La Rosa del Desierto


“Eres como una rosa del desierto”. Y era verdad. En aquella época tan difícil. En aquellos últimos días grises de verano. Si ella no hubiera estado allí. Si no hubiera estado a mi lado. Yo no sé que hubiera sido de mi sin ella.

Las rosas del desierto no son rosas normales, son sedimentos, formaciones terrosas hechas con paciencia y cariño por la aridad y la crudeza del desierto. Cristales que se pliegan en un centro y que inevitablemente nos evocan la belleza de una rosa. Me imagino sólo cruzando un desierto, arrastrando mi cuerpo entre las dunas, con un cielo azul y un sol de justicia, recubierto por una túnica blanca. Me imagino hundiéndome en la arena, tropezándome y saliendo despedido duna abajo. Me imagino cayéndome de bruces en la arena, tragándomela, hundiendo mi cabeza en ella. Me imagino sentir el tiempo perdido entre los días incontables fluyendo entre las pocas gotas que quedarían en mi cantimplora. Me imagino desesperándome. Perdiendo la razón. Delirando grandeza y oasis, me imagino sintiéndome incapaz de levantarme. Me imagino vencido por un camino que he escogido en la mitad del desierto. Y me imagino que en el último momento, exhalando los últimos halitos de vida, el viento descubre ante mis ojos lo más bello que habría visto en meses: una rosa del desierto.

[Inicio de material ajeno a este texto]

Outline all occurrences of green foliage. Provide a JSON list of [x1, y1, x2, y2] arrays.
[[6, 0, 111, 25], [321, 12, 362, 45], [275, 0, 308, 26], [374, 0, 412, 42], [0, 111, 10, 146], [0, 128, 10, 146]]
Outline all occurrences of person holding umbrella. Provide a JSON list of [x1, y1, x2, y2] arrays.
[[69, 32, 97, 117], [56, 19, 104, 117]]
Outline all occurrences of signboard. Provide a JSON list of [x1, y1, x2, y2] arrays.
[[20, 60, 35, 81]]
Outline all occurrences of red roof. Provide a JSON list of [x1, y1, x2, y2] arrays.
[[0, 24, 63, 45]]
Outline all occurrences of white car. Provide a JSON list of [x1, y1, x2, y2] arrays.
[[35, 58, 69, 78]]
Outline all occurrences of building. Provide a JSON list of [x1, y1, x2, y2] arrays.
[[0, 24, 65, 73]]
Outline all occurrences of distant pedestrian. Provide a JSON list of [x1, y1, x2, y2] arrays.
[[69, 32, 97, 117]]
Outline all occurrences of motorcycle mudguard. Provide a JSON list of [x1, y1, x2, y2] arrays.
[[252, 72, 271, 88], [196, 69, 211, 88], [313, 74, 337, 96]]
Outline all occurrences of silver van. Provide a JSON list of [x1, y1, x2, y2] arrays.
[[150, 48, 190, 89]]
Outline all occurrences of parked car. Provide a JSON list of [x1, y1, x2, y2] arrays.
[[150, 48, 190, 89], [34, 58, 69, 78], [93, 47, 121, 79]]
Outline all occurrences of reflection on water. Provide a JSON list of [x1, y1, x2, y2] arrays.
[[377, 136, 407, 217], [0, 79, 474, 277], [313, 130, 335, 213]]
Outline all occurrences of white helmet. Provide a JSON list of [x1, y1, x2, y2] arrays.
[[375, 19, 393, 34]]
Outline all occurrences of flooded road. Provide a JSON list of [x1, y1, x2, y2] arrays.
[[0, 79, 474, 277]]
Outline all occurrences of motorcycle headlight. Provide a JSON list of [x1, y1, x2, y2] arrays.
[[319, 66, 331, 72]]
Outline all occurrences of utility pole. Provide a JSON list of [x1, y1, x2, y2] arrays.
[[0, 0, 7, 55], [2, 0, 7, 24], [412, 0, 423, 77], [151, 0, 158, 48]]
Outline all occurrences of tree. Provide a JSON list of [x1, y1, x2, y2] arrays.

Fue precisamente eso lo que sucedió así que “Eres como una rosa del desierto” le dije. Y le expliqué que no se trataba de una rosa cualquiera. Ella nunca había visto ninguna así que le expliqué lo que era y le dije que en cuánto pudiera le regalaría una.

Fue precisamente eso lo que sucedió. Podía sentir perfectamente como mi corazón batía con un compás más claro, con más firmeza, cuando ella estaba cerca. Y cada vez estaba más cerca. Y cada vez mi corazón latía con más fuerza. Pero el tiempo cambió los rostros, las peronas y los últimos días de un verano dorado fueron los últimos e increibles grises. Sin que hubiera tiempo de que encontráramos nuestro destino, el tiempo nos alcanzó.

Una mañana de otoño paseaba por el Rastro de Madrid, allí siempre distingues a alguien entre la marabunta de cabezas que se concentra. Siempre las mismas tiendas pero nunca las mismas personas. La corriente suele arrastrarte y es difícil entrometerte en sus callejones empinados. Pero si lo consigues puede que incluso llegues a encontrar esa tienda en la que exhiben y venden piedras y minerales. Así fue como encontré a las rosas del desierto. Busque una que se adecuara a su belleza y la compré.

A veces durante las noches en las que estoy perdido y solitario y aunque no necesariamente tenga que tener sed, abro el tercer cajón y contemplo a la rosa aún envuelta impaciente por ser enviada a un destinatario que se me aparece aún sedimentada formando bellos y perfectos cristales rojos y sin espinas en aquél remoto lugar durante esos últimos e increíbles días grises de verano.